3rd Period Thoughts: The Wild would cash in on the power play early in the 3rd, as Koivu found Spurgeon all alone on a back door pass and he buried it by Price who really had no chance to make the save. 5-1 Wild. With a 4-goal lead the Wild would go into coast mode. The Wild were content to try to play a lazy game of keep away and this only invited the Canadiens to keep attacking and make this a game. A turnover by Tyler Ennis who found himself getting clobbered along the boards by Max Pacioretty and the puck moved out front where Andrew Shaw beat Dubnyk with a quick shot. 5-2 Wild. The Wild still seemed pretty sleepy as did their goaltender Devan Dubnyk who seemed to lose his focus a bit. Brendan Gallagher would beat Dubnyk on a sharp angle shot that snuck through his leg pads as he tried to hug the post. 5-3 Wild with a little over 5 minutes left to play and it appeared as though the Habs may make a game of this.
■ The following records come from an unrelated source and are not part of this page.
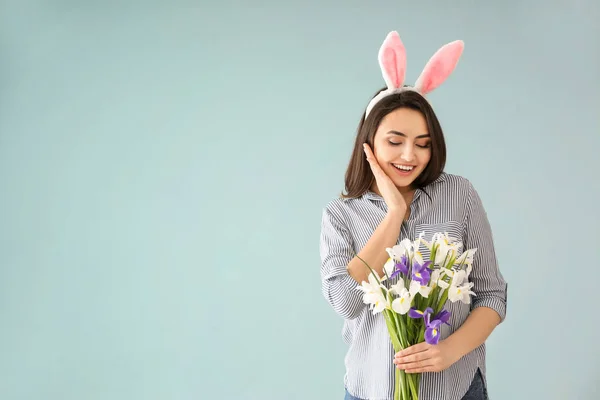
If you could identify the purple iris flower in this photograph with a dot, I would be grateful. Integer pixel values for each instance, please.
(421, 273)
(433, 325)
(400, 267)
(432, 331)
(443, 316)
The next few minutes certainly did not boost anyone’s confidence as Dubnyk looked like Curly from the 3 Stooges in the crease as he lost his stick and was guessing on shots. Fortunately the puck stayed out and the Wild were able to regroup. The Canadiens would pull Price for an extra attacker and the Wild promptly stole the puck and Foligno connected on long empty net goal. 6-3 Wild. The 3-goal cushion restored, it helped demoralize the Habs just enough and the Wild seemed to breathe a sigh or relief at the game’s end while the coaches sort of shook their heads in disapproval as they left for the locker room.
Dubnyk looked decent through the first two periods, but then his focus would fade a bit and he gave up two fairly soft goals in the 3rd period. As was the case last week against the New York Islanders, the goals given up didn’t really matter but the team isn’t going to light the lamp 6 times most nights. I thought Dumba did have a pretty good game at both ends. Jonas Brodin and Jared Spurgeon were very solid as well. The penalty kill was perfect again.
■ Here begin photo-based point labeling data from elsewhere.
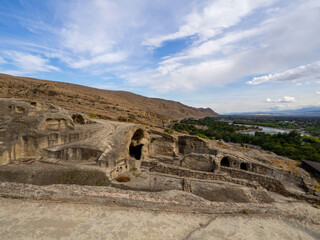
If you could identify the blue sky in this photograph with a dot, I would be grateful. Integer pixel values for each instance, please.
(230, 55)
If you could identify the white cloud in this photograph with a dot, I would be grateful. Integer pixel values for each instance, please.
(285, 99)
(232, 55)
(2, 60)
(101, 59)
(309, 71)
(28, 63)
(211, 20)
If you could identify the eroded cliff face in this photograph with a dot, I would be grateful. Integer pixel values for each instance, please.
(38, 133)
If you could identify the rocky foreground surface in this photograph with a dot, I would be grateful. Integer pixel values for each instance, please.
(63, 219)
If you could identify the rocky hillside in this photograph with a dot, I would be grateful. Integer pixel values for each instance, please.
(106, 104)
Offensively the Wild took advantage of an ugly performance by Carey Price. Yet give the Wild credit for sending pucks on goal and jumping out to a good lead in the 1st period. The power play had much better puck movement and were working to create quick shots which were far better chances. Spurgeon’s power play ends a scoreless a long streak of futility with the man advantage. The Staal, Niederreiter, Kunin line looked terrific and even though Kunin didn’t end up on the score sheet he had some good chances working with Niederreiter. It was also good to see Cullen light the lamp and get a helper after a slow start to the season.
The good was the bounce-back game of Dumba, but there are still soft goals being given up that kind of sour the mood of the victory. Minnesota will have a far tougher challenge against the Blackhawks who are playing well as of late. Dubnyk will have to be better if the Wild are to have a chance. Still a win is a win and I will bet Wild Head Coach Bruce Boudreau will want to clean up what was a sloppy 3rd period. Sometimes its better to be lucky than good.
~ The Wild roster was as follows: Mikko Koivu, Jason Zucker, Mikael Granlund, Eric Staal, Nino Niederreiter, Luke Kunin, Joel Eriksson Ek, Marcus Foligno, Chris Stewart, Daniel Winnik, Matt Cullen, Tyler Ennis, Ryan Suter, Jared Spurgeon, Jonas Brodin, Mathew Dumba, Gustav Olofsson and Mike Reilly. Alex Stalock backed up Devan Dubnyk. Kyle Quincey was the lone scratch.
~ The 3 Stars of the Game were: 1st Star Mikko Koivu, 2nd Star Jonas Brodin, 3rd Star Mathew Dumba
~ Attendance was 18,924 at Xcel Energy Center.
Wild Prospect Report:
RW – Dmitry Sokolov (Sudbury, OHL) ~ the sniping Russian got good news that he might have an opportunity to play on Team Russia’s U-20 WJC squad. He had a goal on 3 shots in the Wolves’ 5-4 loss to Sault Ste. Marie on Wednesday. Sokolov has 9 goals, 20 points, 4 PIM’s and is a +2 in 16 games.
RW – Ivan Lodnia (Erie, OHL) ~ the Los Angeles-raised winger continues to have a solid season for the Otters as he chipped in 2 helpers and 4 shots on goal in Erie’s 7-3 loss to Kitchener on Wednesday. Lodnia has 9 goals, 15 points, 10 PIM’s and is a +4 in 16 games.